Neil Simpson CA recounted how Brewdog, who use technology to craft "the perfect beer every time", raised funds through their own innovation: "We went down the crowdfunding route way back before it became fashionable to do it. There were no platforms to do it then; we had to do it through our own site."
Left to right: Gareth Lewis CA, Oliver Cummings CA, and Neil Simpson CA
2. Failure can happen, but that's not a reason to give up.
Gareth Lewis CA noted the advantage that newly-formed companies can have: "We haven't really had any rules or anyone telling us how to do things. I think start-ups have an unfair advantage in the way that they're able to do things. It's how you deal with it. If you give up when you get something wrong, you aren't going to get very far.
"You've got to be very, very level. If things are going right you've got to keep moving forward, and you need to do the same if things are going wrong."
If you have a fear of failure, don't go into a start-up.
Neil added that the scale of a mistake indicates likeliness of reoccurrence: "It's those big failures that you aren't going to do again. Those are the ones that stick with you!"
"One of the biggest things about working in technology, is the amount of time you've spent working in tech is completely irrelevant", explained Oliver, "It's a complete meritocracy. Failure is a part of A/B testing. It's all part of being in a tech start-up. You can't have a good idea all the time. If you have a fear of failure, don't go into a start-up. It's all about learning when you're failing and improving on that."
3. Being a CA doesn't mean you need to stick to an accountancy role
Oliver stated that he had no idea he wanted to work in Fintech or start-ups: "I was obsessed with what we do as accountants - FD, CEOs CFOs, investment bankers. I'd advise you to look outside of that. There are so many things that you could do with your skills, and ICAS is a good background."
Neil Simpson CA agreed: "Don't just go in the middle of the box and tick the box, as an auditor, a tax advisor, a financial controller in practice - it's how you can add value and think differently and come up with an idea that it's still within your principles... Think about how you can push things within your boundaries.

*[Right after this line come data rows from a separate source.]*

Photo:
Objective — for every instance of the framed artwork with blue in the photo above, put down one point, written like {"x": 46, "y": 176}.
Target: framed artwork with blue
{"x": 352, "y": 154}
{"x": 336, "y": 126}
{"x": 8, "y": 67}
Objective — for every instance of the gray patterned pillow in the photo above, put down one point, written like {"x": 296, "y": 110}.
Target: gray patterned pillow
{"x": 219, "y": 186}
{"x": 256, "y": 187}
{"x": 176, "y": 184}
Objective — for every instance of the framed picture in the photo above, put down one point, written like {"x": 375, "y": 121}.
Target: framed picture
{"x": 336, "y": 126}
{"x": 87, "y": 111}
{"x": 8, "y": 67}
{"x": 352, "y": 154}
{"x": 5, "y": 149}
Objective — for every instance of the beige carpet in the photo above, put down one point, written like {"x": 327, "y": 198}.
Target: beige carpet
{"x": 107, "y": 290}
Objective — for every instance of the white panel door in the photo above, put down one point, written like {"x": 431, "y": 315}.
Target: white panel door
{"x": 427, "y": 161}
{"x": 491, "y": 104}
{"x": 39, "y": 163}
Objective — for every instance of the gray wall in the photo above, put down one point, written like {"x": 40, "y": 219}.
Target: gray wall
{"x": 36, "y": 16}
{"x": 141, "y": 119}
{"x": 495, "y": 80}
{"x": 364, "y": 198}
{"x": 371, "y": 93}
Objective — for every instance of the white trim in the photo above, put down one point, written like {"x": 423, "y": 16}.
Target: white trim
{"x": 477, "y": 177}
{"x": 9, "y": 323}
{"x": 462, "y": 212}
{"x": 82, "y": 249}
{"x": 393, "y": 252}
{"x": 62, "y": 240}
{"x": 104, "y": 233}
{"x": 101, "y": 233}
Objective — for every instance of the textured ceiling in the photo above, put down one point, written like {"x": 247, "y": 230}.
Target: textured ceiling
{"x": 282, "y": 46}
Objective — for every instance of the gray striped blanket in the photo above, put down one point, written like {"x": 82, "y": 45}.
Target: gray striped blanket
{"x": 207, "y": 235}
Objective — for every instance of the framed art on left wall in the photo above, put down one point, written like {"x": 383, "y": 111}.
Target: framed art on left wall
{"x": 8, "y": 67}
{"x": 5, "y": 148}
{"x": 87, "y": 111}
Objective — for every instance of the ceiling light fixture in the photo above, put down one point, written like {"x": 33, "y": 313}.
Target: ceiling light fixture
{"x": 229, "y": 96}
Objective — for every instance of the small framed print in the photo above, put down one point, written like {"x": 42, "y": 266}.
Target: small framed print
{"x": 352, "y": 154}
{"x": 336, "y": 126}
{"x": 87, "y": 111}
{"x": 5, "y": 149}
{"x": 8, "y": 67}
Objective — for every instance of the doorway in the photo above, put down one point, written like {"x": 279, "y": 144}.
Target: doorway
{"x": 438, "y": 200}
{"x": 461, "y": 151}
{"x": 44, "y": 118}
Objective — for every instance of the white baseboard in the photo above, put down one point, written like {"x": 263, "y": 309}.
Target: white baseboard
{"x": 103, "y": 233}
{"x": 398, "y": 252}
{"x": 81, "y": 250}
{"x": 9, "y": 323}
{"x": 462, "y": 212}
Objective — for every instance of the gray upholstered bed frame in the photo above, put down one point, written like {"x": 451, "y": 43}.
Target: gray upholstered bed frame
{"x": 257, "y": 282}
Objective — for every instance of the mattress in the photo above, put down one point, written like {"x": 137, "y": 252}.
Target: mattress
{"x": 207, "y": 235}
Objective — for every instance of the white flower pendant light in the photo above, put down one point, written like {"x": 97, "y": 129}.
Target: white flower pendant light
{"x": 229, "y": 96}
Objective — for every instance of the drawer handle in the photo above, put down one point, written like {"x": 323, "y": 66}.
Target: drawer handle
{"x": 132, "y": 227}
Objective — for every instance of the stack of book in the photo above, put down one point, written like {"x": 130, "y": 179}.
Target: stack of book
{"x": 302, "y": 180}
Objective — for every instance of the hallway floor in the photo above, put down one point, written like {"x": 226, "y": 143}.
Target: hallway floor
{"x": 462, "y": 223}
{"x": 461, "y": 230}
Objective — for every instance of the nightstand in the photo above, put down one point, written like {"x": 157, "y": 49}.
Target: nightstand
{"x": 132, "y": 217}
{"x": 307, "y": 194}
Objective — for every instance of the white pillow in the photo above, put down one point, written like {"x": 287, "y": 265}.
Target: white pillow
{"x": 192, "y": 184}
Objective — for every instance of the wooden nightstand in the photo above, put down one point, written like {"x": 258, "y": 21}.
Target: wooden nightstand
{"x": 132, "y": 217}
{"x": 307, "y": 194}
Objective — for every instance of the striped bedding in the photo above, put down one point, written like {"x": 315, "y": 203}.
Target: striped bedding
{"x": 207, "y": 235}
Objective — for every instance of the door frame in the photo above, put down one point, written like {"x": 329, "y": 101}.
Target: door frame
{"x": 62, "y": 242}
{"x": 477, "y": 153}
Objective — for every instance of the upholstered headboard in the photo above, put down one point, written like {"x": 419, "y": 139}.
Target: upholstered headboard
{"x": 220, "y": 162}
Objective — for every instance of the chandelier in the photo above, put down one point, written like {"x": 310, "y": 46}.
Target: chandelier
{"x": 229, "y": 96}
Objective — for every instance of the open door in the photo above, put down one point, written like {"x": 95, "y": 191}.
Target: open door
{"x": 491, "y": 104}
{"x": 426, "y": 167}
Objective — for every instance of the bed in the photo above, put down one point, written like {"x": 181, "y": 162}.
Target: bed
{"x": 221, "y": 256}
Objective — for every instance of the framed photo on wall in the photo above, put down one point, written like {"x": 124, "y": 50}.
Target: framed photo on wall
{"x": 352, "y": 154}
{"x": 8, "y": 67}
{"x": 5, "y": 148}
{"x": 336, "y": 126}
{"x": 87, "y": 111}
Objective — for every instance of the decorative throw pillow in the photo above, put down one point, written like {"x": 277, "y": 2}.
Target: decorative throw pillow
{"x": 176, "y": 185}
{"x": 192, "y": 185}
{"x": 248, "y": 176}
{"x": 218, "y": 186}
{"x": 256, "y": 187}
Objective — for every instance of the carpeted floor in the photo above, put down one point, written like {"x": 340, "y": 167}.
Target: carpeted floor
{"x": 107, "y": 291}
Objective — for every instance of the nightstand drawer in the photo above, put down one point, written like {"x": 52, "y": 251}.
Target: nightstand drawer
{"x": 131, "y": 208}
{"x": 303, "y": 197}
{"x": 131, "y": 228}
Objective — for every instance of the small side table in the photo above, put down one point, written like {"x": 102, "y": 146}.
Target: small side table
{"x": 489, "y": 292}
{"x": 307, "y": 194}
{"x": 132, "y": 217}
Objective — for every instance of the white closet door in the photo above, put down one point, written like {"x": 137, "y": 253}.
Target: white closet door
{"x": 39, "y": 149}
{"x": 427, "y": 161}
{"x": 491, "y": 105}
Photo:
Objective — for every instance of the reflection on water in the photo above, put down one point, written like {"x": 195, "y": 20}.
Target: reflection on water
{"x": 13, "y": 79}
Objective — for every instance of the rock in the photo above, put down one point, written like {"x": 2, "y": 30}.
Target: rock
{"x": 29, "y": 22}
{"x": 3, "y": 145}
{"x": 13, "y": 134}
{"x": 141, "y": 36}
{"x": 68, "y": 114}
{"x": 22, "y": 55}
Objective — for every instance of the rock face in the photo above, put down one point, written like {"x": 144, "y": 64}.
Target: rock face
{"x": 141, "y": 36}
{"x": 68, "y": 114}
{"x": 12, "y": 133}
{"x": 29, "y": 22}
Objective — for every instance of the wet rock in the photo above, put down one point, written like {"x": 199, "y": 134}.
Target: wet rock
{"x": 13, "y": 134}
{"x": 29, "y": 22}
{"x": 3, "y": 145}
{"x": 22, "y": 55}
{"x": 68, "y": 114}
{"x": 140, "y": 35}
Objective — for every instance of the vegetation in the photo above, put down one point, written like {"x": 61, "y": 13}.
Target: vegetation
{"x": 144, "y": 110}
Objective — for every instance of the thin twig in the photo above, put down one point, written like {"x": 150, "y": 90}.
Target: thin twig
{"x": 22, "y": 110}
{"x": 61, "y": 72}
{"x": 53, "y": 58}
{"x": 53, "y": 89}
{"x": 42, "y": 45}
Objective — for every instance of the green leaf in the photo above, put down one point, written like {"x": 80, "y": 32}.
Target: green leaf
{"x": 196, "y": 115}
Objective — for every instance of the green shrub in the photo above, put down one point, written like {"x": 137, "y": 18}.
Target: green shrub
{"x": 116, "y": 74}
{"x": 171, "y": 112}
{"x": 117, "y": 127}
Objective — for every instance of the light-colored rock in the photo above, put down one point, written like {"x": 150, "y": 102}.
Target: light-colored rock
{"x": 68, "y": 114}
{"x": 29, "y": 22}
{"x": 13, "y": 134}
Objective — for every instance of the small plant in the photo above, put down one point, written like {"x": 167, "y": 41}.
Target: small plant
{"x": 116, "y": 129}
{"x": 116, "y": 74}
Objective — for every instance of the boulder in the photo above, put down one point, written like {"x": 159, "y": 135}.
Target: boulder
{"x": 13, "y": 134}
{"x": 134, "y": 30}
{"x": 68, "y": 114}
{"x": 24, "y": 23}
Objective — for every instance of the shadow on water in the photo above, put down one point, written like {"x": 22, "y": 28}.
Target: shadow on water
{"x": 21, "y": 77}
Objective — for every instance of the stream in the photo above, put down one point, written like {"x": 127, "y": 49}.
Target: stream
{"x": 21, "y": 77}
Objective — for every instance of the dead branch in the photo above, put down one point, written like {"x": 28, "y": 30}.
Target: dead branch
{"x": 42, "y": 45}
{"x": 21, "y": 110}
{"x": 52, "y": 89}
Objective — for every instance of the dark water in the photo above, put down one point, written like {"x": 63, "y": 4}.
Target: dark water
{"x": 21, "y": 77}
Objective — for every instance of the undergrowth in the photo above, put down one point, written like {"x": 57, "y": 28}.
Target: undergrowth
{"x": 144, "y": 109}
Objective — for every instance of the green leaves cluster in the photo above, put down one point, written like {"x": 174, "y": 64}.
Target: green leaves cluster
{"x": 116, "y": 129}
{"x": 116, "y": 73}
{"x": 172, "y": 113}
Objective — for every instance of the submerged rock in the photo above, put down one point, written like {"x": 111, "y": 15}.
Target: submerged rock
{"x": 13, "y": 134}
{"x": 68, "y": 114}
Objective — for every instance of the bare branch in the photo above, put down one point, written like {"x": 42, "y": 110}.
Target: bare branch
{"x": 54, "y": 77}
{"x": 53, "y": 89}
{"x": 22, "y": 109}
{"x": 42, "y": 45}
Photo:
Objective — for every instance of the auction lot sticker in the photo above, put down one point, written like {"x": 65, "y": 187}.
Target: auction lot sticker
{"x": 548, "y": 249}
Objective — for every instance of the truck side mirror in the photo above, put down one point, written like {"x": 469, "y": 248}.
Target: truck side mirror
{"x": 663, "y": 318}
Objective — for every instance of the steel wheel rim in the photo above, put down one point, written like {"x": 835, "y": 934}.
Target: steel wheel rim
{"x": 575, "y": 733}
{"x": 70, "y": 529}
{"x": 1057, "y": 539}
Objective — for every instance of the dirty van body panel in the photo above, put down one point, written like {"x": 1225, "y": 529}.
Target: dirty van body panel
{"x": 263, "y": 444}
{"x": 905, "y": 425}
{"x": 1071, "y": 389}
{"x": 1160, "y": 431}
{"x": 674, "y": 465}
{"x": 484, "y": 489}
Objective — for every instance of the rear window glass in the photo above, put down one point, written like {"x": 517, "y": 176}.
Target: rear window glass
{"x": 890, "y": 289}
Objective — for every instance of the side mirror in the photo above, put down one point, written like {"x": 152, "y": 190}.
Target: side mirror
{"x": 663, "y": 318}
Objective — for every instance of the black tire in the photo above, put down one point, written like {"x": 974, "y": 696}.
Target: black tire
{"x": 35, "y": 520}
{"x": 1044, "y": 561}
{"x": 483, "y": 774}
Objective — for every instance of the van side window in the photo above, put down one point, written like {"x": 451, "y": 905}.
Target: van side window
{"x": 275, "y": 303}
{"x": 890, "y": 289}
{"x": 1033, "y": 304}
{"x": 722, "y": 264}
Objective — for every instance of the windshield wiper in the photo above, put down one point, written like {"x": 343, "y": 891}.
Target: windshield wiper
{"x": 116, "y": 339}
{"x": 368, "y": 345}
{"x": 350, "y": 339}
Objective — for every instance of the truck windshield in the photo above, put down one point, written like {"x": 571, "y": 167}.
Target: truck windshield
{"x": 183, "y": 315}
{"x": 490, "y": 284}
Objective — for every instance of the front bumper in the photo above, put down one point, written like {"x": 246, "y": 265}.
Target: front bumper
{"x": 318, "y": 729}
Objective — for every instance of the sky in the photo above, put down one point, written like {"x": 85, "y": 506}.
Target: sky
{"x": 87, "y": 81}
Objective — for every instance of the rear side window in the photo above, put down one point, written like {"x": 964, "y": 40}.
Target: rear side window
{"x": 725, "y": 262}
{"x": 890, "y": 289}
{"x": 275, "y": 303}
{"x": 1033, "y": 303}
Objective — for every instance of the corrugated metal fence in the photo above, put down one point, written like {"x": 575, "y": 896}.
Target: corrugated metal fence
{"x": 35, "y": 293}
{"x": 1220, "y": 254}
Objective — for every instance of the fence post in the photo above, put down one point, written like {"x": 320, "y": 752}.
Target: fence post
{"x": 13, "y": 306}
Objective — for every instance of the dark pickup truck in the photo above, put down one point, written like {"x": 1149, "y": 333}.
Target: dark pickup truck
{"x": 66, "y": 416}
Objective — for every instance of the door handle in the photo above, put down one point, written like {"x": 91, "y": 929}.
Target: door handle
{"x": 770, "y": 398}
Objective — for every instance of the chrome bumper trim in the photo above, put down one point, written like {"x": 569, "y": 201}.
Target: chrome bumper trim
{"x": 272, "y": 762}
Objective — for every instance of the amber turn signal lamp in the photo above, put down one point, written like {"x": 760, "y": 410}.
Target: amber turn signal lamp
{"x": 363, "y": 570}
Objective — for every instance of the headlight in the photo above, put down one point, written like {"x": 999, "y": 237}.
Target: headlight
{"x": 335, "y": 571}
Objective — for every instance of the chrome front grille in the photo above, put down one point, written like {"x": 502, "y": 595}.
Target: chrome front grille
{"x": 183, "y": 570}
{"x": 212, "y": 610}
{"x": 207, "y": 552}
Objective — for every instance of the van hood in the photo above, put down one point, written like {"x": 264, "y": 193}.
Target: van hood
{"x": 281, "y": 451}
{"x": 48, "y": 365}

"When I started at Brewdog, I realised it wasn't about making money, which goes against what you learn in the textbooks. We wanted to make great beer, and that costs money."
4. Collaborate and embed passion into the work culture
Digital technology, by its very nature, needs to be innovative as part of a sector that can reinvent itself every year or every few months – but it can't happen in isolation. Gareth commented: "If you're in an organisation and you want to implement change there, it needs to be collaborative. You need to get people involved in the idea and the process, otherwise they can feel intimidated and they will resist it."
Whatever you're doing, just be immersed in it.
Neil said: "You can be innovative in really small ways, you can change things by being innovative, and that's got to be embedded into the culture to make it happen. Our mission statement is very clear; everyone is as passionate about great craft beer as we are, but behind that, there's got to be a culture to get to that point. One of our charter points is 'we are geeks', so whatever you're doing, just be immersed in it, be so indulged to the point that you can possibly think a bit differently."
5. Inspire your team and hire from varying backgrounds
Gareth believes that a wide scope of talented staff is key: "We're not tied to people with so many UCAs points or anything like that. Some of our best developers are people that dropped out of school and taught themselves how to code in their free time."
Oliver emphasised that passion is essential: "A really interesting thing about having innovative culture is who you hire. For me, I'd be really keen to hire CAs into the business, but what I would be really keen for to ensure innovative culture is ask them what their passions are, what they're into in life, and whether they have an urge or purpose - to me, that's the kind of people you need for a start-up."